Symbolic capital describes the value derived from being known and recognised—a concept synonymous with standing, good name, honour, fame, prestige and reputation. Symbolic capital need not necessarily be confined to the elite domain—there is a limited form of symbolic capital observable in all hierarchies. In the live music context, symbolic capital can attach to regions, cities, venues and performers.

Melbourne, for example, has an actively self-promoted reputation for being the live music ‘Capital’ of Australia due to its multitude of venues, its calibre and concentration of local acts, and its history and legacy of producing world-class artists and musicians (Homan, 2011; Lobato, 2006; Shaw, 2005, 2009, 2013; Walker, 2012). It is argued that such place-based symbolic capital encourages migration of consumers and producers, as the appeal of Melbourne’s vibrant live music scene draws creative individuals and music lovers from other regional and urban centres.
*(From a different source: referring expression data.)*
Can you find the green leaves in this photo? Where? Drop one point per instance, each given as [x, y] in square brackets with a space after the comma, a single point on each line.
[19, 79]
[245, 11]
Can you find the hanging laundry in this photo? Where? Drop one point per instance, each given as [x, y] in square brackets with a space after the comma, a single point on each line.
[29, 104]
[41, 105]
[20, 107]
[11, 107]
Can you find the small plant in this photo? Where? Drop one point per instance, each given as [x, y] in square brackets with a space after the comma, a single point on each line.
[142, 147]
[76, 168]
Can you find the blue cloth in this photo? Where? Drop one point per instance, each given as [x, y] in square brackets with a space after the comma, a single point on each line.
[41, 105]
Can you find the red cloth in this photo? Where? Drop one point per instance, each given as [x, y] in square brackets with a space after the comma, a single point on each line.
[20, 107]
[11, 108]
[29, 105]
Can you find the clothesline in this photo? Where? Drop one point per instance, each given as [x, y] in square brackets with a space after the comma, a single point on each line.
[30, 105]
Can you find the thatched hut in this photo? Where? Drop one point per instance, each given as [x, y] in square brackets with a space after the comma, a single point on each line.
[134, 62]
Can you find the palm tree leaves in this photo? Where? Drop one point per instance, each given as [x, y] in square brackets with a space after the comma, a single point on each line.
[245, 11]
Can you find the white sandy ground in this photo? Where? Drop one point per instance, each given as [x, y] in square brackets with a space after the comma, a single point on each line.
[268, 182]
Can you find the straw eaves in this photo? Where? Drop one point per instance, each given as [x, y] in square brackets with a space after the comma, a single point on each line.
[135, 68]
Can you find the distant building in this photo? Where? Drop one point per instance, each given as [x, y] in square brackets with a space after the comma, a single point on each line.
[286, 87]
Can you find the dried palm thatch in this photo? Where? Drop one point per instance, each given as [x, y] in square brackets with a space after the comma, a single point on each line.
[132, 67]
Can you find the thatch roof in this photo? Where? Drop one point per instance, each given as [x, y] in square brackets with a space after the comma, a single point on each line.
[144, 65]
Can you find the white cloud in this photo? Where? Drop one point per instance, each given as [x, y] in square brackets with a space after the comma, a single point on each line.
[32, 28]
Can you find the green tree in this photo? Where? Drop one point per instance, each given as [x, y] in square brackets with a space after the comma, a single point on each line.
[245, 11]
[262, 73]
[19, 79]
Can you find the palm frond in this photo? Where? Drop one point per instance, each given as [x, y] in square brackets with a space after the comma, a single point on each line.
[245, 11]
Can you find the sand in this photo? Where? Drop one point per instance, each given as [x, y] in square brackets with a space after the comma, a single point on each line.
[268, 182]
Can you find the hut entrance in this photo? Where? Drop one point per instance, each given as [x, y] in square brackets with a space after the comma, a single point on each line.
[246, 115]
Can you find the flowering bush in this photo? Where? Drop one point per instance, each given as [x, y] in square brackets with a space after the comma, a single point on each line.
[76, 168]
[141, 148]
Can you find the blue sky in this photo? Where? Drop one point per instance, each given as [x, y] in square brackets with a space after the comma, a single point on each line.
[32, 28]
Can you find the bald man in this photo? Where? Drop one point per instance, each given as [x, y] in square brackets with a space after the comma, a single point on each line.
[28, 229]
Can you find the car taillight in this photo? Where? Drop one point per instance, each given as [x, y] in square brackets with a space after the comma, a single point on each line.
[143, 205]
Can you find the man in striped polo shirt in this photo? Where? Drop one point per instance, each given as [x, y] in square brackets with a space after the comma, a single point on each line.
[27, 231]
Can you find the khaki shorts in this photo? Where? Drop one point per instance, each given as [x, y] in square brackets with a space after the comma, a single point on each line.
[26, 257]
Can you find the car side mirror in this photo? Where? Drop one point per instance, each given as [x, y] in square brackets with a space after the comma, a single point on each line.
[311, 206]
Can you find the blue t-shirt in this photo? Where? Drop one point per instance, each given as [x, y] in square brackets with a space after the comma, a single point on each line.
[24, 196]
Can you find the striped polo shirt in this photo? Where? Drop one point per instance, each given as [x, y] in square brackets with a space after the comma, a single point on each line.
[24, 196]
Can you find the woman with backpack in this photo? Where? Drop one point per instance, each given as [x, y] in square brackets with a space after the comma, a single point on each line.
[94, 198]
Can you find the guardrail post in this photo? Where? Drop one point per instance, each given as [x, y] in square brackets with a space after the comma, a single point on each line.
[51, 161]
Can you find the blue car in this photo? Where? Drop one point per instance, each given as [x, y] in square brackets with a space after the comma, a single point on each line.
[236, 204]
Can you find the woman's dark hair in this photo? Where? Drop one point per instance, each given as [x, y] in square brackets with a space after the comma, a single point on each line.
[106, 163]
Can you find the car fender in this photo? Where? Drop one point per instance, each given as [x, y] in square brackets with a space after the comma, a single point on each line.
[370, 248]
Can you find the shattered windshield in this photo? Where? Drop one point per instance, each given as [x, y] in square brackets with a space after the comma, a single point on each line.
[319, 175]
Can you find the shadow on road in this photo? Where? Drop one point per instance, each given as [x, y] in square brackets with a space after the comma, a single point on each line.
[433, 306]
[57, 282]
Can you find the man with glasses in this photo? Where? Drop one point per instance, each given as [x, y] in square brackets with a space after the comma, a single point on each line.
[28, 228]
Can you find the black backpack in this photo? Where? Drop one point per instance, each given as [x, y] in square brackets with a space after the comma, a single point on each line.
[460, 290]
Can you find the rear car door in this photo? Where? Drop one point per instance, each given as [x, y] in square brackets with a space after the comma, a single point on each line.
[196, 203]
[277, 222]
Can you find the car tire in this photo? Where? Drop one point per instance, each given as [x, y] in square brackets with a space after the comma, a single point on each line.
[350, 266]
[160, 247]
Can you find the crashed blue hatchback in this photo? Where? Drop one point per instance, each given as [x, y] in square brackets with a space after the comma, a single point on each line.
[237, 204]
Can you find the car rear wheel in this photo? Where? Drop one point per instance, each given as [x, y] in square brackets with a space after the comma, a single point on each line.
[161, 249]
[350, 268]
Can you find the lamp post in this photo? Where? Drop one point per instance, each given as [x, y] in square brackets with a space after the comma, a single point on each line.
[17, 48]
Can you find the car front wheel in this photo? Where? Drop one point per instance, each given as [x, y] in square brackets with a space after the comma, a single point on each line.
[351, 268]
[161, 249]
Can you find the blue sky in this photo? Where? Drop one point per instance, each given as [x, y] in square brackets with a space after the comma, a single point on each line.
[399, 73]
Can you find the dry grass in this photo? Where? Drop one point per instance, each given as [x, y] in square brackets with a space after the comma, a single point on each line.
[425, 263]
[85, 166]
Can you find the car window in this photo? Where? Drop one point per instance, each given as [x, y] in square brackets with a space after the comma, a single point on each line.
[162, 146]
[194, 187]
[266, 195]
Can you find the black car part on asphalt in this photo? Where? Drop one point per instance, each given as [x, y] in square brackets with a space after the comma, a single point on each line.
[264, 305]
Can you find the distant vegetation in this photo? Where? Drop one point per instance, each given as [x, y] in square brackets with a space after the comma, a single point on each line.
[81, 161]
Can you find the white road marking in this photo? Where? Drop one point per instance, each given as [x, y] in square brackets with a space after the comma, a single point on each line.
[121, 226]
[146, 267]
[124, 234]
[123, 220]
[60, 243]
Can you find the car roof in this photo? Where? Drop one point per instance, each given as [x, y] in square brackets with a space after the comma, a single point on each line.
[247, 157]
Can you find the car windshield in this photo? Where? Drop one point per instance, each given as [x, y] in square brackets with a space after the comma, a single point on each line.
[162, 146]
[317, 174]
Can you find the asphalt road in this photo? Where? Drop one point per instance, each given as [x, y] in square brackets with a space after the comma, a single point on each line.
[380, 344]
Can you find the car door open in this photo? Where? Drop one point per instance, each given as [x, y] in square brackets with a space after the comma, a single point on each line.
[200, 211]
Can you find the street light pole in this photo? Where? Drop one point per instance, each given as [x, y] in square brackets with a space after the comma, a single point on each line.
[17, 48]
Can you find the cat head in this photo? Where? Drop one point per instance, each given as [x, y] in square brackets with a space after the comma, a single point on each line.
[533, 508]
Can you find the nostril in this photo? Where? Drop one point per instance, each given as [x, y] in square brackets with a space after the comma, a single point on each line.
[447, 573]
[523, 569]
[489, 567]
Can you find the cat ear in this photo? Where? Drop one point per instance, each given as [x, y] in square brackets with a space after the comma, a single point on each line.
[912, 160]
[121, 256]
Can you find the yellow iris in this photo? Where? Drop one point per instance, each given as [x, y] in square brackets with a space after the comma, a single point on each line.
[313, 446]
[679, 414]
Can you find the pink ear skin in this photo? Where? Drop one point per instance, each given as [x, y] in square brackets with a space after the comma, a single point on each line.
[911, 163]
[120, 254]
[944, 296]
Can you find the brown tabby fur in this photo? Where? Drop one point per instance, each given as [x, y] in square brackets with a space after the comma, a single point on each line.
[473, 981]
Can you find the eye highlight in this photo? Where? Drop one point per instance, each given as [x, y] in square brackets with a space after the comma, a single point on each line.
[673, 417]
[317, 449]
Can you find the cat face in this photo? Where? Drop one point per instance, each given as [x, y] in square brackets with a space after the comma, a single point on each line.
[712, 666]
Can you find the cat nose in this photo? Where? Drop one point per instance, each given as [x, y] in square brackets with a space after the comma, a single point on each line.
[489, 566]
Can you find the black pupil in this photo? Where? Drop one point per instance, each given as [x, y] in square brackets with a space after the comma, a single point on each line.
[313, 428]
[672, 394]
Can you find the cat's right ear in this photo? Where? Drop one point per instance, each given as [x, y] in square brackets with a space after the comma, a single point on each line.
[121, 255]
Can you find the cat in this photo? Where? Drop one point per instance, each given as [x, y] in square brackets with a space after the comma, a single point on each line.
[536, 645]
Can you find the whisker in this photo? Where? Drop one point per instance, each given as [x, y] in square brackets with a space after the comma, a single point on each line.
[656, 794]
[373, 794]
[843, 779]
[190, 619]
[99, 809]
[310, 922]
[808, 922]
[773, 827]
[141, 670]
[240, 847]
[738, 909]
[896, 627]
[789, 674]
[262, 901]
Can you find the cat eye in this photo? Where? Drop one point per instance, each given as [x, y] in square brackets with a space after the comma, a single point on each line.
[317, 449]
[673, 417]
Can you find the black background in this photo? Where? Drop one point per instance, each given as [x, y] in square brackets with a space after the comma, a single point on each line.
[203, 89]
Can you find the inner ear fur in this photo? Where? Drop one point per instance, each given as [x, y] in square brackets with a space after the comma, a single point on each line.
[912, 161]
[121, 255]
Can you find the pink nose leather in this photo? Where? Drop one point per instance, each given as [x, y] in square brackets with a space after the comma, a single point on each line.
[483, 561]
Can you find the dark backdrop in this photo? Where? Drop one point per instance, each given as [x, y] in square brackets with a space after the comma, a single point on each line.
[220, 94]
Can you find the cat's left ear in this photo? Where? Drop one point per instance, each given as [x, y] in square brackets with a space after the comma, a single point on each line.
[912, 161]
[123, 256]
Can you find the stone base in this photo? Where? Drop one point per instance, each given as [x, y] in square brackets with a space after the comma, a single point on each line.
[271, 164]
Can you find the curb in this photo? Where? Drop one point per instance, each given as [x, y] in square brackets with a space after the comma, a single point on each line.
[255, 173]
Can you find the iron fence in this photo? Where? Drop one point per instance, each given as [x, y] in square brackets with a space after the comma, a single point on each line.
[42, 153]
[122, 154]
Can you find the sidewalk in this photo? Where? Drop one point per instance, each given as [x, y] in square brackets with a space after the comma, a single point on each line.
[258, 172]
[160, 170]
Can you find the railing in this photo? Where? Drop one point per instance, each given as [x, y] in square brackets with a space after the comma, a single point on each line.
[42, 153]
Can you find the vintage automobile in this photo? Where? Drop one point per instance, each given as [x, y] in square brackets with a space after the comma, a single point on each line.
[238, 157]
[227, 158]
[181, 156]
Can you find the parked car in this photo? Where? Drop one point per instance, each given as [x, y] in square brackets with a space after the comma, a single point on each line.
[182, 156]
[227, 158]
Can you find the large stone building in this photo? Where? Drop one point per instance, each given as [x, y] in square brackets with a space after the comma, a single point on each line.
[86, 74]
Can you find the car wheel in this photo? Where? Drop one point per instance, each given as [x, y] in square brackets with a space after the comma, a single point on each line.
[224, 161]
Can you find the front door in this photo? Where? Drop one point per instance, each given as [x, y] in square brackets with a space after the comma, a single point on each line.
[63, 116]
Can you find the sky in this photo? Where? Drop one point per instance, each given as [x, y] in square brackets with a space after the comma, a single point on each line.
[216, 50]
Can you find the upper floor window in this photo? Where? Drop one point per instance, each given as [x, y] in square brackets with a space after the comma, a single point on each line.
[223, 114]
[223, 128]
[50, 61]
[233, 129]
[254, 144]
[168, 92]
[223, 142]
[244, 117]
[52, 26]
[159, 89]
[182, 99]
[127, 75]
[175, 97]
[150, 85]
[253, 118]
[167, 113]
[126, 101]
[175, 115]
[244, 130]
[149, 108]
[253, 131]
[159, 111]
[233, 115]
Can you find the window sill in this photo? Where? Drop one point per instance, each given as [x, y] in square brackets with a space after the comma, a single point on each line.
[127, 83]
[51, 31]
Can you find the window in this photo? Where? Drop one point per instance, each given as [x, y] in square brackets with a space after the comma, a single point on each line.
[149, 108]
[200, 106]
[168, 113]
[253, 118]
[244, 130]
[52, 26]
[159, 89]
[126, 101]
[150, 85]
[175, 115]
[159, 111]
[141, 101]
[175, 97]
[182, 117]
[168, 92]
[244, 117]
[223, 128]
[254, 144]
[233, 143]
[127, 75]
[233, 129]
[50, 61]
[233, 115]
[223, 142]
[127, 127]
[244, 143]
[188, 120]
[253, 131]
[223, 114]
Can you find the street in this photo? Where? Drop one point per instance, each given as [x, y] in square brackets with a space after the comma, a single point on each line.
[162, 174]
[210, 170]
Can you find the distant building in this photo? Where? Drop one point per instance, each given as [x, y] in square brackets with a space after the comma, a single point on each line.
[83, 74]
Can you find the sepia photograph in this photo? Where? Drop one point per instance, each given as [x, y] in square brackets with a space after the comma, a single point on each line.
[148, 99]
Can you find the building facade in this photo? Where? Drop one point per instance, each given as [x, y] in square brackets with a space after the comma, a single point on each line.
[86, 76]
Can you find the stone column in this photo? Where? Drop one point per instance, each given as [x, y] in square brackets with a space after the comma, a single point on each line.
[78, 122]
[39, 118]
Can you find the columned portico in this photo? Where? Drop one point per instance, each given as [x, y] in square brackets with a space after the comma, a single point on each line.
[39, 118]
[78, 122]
Artists, too, enjoy and exploit their own form of symbolic capital. Australian musicians like Nick Cave and Paul Kelly have inspired not just musicians, but many other creative individuals such as writers, filmmakers and documentarians (Walker, 2012). Bruce Springsteen and Bono have been the focal point of both inspiration and aspiration for musicians and politicians alike. In addition, one cannot ignore the well documented (at least anecdotally) phenomenon of ‘groupies’ (Darwin, 2010; Howe & Friedman, 2014; Passanisi, 2010) —unique evidence of the existence and potential of symbolic capital in live music cultures.